The beast squeezed its sinuous body through the gate. Its head was the size of a horse, and the neck that followed was two yards thick; not even Cassava’s axe would dispatch this one in a single blow. When the dragon dragged through its wings and unfurled them, the crowd gasped and there were more than a few screams. Kal heard the stamping of feet as some terrified folk made for the exits.
But Kal stood her ground. She could see the thick iron collar bolted around the dragon’s neck that seemed to weigh down its head; and trailing from the collar, a heavy iron chain passed between the dragon’s two hind legs and disappeared into the darkness beyond the gate.
Cassava shook her axe one-handed above her head.
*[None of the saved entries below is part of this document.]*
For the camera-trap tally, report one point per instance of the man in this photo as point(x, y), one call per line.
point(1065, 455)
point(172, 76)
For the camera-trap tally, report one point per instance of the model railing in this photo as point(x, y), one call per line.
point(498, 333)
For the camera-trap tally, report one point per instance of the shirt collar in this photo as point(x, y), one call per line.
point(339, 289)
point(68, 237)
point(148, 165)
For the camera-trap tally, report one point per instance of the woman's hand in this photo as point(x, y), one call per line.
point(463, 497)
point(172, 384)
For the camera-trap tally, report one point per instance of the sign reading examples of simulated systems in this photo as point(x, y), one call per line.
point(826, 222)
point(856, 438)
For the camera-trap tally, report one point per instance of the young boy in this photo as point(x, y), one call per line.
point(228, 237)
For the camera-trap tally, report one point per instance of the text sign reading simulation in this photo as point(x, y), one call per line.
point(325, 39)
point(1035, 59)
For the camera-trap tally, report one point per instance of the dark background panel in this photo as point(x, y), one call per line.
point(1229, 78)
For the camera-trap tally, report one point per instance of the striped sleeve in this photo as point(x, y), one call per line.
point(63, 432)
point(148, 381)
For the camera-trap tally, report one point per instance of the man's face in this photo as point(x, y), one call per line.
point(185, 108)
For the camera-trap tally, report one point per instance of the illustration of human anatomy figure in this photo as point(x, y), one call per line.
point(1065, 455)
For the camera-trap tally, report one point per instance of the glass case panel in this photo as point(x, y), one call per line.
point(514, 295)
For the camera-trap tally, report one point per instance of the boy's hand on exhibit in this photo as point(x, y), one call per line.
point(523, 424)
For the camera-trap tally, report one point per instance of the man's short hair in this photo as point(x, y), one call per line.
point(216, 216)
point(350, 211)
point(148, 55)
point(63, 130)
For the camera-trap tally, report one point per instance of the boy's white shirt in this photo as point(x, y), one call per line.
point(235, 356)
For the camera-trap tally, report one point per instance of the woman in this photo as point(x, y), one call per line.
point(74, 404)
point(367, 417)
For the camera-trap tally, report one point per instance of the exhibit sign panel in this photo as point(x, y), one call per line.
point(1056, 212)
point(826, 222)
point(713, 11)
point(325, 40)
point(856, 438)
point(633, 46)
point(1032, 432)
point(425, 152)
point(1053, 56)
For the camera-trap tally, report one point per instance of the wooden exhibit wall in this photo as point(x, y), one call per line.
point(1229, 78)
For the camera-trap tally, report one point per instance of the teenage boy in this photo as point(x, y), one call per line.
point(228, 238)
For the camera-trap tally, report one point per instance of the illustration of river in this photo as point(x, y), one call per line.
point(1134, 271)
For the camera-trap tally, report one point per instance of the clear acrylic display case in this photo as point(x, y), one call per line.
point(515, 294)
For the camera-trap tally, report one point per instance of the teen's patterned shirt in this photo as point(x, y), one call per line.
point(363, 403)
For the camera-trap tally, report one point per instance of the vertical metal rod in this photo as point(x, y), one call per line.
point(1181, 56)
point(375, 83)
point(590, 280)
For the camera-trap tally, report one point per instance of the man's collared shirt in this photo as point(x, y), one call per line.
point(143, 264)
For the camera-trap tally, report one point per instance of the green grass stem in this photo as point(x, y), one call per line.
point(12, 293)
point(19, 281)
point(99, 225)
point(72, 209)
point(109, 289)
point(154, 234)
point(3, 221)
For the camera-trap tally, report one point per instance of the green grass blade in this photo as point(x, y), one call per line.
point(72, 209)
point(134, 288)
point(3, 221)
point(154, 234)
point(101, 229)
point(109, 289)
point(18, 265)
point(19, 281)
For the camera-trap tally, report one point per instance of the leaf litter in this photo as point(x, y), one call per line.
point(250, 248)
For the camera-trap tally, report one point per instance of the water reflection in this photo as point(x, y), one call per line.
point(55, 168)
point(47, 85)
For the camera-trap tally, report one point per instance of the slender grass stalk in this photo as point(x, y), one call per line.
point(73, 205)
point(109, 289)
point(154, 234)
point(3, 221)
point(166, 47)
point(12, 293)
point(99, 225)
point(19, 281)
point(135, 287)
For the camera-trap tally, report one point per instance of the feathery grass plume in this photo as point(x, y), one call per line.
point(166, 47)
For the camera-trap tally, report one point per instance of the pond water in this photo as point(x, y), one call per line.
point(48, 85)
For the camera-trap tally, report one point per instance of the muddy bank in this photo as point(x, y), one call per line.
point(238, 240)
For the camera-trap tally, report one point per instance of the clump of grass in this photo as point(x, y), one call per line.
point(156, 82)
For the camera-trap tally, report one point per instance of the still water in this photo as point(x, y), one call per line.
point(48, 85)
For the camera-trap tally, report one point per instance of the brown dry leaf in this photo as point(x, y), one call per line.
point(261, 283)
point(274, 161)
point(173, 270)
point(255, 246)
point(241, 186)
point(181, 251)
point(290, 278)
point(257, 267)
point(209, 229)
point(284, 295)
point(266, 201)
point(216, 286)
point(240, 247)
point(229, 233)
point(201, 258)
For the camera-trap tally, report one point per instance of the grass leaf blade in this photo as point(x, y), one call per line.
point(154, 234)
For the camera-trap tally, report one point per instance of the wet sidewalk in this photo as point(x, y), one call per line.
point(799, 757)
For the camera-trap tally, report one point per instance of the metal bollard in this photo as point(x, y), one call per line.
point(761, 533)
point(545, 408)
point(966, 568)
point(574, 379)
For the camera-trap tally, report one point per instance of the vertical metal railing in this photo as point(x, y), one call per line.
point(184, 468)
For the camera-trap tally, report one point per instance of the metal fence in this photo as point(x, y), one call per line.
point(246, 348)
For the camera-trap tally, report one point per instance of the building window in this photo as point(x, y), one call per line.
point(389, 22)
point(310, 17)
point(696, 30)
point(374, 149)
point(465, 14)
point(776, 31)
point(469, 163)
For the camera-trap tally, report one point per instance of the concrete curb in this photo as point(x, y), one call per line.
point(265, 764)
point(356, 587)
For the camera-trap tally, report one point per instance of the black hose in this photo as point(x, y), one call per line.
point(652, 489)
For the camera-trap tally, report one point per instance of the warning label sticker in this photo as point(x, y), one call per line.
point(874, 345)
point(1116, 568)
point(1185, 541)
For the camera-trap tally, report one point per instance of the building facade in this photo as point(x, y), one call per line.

She screamed, ‘There can only be one
dragon killer
!’ and charged the monster head-on. The dragon opened its jaws to meet her, and Kal was sure that the general was going to get herself bitten in half. But the chain pulled tight and the dragon’s head was yanked back. However, its long tongue flicked out and whacked Cassava with such force that she was lifted from the ground and flung ten yards to one side. She pulled herself to her feet with an insane grin on her face.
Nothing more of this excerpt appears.